Девушка — ее черные волосы, как принято у варваров, заплетены в косу, перекинутую через плечо, осаживает лошадь перед стариком. Почтительно склонив голову, она тоже ждет, когда он заговорит.

Вздыхаю. «Какая жалость, — думаю я. — Теперь уже поздно».

Меня раскачивает из стороны в сторону. Ветер задирает подол и щекочет нагое тело. Я обмяк и плыву в воздухе. Одетый в женское белье.

Касаюсь земли — должно быть, ногами, хотя они занемели и ничего не чувствуют. Осторожно вытягиваюсь во весь рост, во всю длину своего тела, и парю, невесомый, как осенний лист. То непонятное, что обручем сдавило голову, ослабляет хватку. Внутри у меня что-то надсадно скрипит. Я дышу. Мне хорошо.

Затем колпак снимают, солнце бьет в глаза, меня поднимают на ноги, все передо мной плывет, я проваливаюсь в пустоту.

Слово «летать» шепотом пробивает себе дорогу к моему сознанию. Да, верно, я ведь сейчас летал.

Гляжу в голубые глаза Менделя. Он шевелит губами, но я не разбираю ни слова. Трясу головой и понимаю, что мне не остановиться, что я так и буду ею трясти неизвестно сколько.

— Я сказал: сейчас мы покажем вам новый способ летать, — говорит он.

— Он не слышит, — замечает чей-то голос.

— Слышит прекрасно, — говорит Мендель. Снимает у меня с шеи петлю и привязывает ее к веревке, которая стягивает мне руки за спиной. — Поднимите его!

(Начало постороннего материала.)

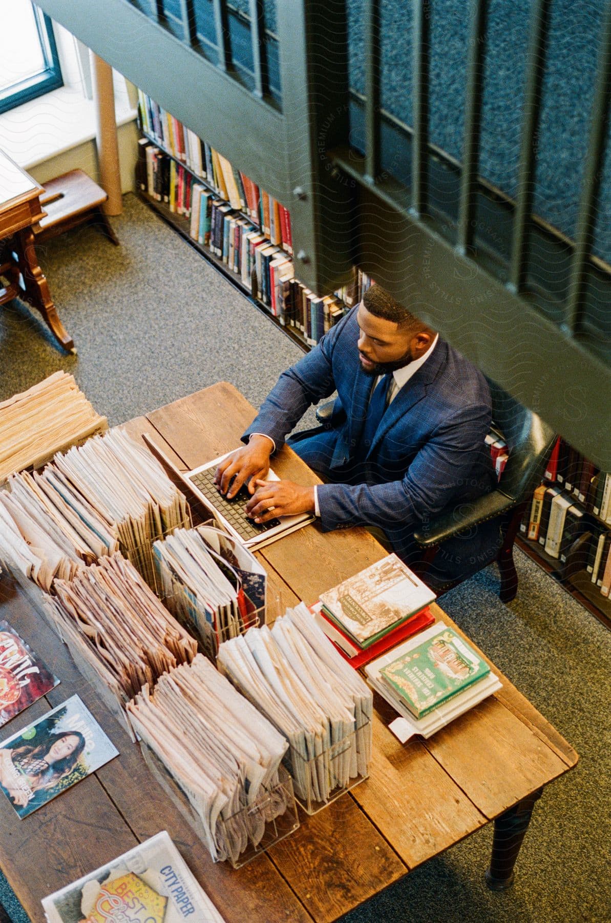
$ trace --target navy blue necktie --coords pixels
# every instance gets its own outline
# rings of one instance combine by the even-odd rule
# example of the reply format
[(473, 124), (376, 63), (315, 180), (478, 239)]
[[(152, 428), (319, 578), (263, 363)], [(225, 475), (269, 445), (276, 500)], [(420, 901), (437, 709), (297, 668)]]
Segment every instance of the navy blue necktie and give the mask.
[(388, 399), (388, 390), (391, 387), (392, 381), (392, 373), (389, 372), (387, 375), (383, 375), (371, 395), (371, 400), (370, 401), (370, 405), (367, 409), (365, 426), (363, 426), (363, 432), (360, 436), (359, 449), (360, 454), (363, 456), (367, 455), (369, 452), (371, 443), (373, 442), (373, 437), (375, 436), (376, 429), (384, 415), (384, 411), (386, 410), (386, 401)]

Если держать руки неподвижно, если изловчиться, как акробат, закинуть ногу наверх и зацепиться за веревку, я повисну вниз головой и мне будет не больно — не успеваю об этом подумать, как меня уже начинают подтягивать. Но я слаб, как младенец, руки за спиной тотчас дергаются вверх, и, едва ноги отрываются от земли, страшная боль раздирает плечи, словно мышцы лопаются целыми пластами. Из горла с сухим шорохом осыпающегося гравия вылетает первый горестный вопль. Двое мальчишек спрыгивают с дерева, хватаются за руки и, не оглядываясь, бегут прочь. Кричу снова и снова, мне не погасить этот крик, он исходит из тела, которое сознает, что его покалечили, возможно, навсегда, и громким ревом оповещает мир о своем ужасе. Даже если мне скажут, что все дети города слышат сейчас мои вопли, я не сумею заставить себя замолчать: так давайте же помолимся, чтобы дети не подражали играм взрослых, иначе завтра с деревьев будут свисать гроздья маленьких тел. Кто-то толкает меня, и, согнутый пополам, похожий на огромную старую бабочку, которой булавкой скололи крылья, я качаюсь в дюйме от земли, оглашая воздух воплями и ревом.

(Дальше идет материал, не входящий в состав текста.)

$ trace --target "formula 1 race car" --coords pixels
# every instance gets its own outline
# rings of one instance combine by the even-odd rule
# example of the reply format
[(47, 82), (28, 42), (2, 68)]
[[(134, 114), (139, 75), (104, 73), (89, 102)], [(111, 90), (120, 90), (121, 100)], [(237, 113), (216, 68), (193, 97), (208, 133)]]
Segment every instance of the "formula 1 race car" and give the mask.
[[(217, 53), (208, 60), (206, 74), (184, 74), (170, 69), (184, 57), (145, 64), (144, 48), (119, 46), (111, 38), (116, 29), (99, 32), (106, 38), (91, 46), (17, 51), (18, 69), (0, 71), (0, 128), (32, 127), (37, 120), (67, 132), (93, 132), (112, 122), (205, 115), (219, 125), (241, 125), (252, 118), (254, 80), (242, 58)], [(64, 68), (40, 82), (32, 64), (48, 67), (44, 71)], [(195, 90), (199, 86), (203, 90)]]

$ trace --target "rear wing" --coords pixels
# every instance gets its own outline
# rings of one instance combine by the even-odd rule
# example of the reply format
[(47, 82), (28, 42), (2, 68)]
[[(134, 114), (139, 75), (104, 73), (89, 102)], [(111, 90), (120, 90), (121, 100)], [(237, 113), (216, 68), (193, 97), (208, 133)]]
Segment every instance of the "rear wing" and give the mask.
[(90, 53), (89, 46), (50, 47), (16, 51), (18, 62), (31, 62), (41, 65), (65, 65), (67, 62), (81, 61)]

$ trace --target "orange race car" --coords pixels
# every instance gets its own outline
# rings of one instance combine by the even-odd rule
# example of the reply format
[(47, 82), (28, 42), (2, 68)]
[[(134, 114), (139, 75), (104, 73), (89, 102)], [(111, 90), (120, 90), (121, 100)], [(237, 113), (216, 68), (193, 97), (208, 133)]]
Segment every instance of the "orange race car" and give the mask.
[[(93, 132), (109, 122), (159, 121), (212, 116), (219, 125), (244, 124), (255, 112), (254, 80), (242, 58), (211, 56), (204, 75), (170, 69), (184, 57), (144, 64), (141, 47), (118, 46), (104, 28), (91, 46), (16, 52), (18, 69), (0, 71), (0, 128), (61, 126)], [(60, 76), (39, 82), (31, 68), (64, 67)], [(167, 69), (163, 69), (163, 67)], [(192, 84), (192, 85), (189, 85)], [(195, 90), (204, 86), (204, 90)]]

— Это он так зовет своих друзей-варваров, — заявляет кто-то. — Это у них язык такой.

В толпе смеются.

V

Варвары разбойничают по ночам. До наступления темноты нужно успеть пригнать всех коз, закрыть ворота на решетку и выставить караульных, которые каждый час выкрикивают время. Говорят, варвары всю ночь бродят вокруг, замышляя убийства и насилия. Детям часто снится, как на окнах раскрываются ставни и свирепые лица заглядывают в комнату. «Варвары пришли!» — визжат дети, и их никак не успокоить. С веревок исчезает белье, из накрепко запертых кладовок пропадает еда. Варвары прокопали под стенами тоннель, говорят горожане; они приходят и уходят, когда им вздумается, забирают, что хотят; от них не скрыться никому. Крестьяне по-прежнему возделывают землю, но выходить в поле по одному не решаются. Работают они без души: варвары затаились и поджидают, говорят они, а как только урожай поспеет, снова затопят поля.

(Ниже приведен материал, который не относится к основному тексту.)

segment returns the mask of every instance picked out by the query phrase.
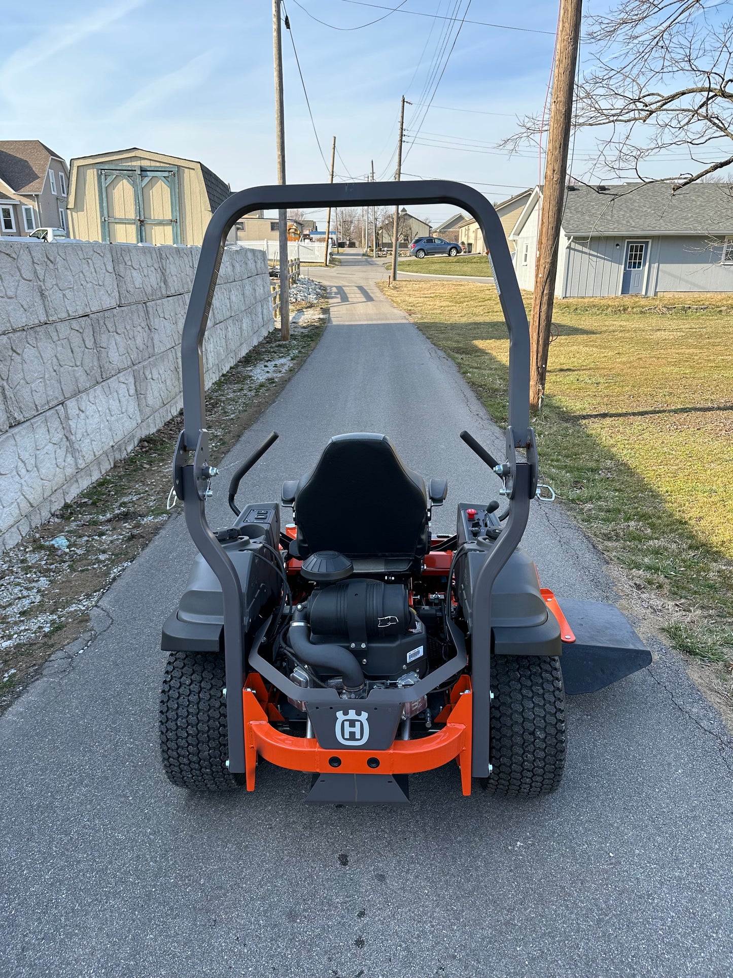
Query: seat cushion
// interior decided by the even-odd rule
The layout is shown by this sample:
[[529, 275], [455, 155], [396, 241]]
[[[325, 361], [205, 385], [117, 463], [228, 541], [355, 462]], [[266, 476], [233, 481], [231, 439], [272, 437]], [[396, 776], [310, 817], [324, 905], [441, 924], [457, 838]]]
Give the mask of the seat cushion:
[[295, 494], [298, 552], [421, 556], [430, 548], [425, 482], [381, 434], [331, 438]]

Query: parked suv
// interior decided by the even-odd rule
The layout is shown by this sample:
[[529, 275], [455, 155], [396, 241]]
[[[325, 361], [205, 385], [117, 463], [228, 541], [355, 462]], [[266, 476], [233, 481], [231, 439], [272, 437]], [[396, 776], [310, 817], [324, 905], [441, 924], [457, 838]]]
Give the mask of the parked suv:
[[460, 244], [447, 242], [445, 238], [415, 238], [410, 245], [410, 253], [415, 258], [424, 258], [426, 254], [447, 254], [454, 258], [462, 250]]

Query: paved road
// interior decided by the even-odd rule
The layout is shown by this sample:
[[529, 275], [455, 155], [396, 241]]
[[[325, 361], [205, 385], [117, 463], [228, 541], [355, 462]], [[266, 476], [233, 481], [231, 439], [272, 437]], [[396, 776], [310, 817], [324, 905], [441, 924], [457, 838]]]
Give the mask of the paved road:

Почему армия не может разделаться с варварами? — сетуют люди. Жизнь на границе нынче совсем тяжелая. Многие говорят, что надо бы вернуться в края отцов, но тотчас вспоминают, что из-за варваров на дорогах стало опасно. Чай и сахар можно теперь купить только из-под прилавка, потому что лавочники утаивают запасы. Те, у кого еды вдоволь, садясь за стол, закрывают двери и окна, чтобы не вызывать зависть соседей.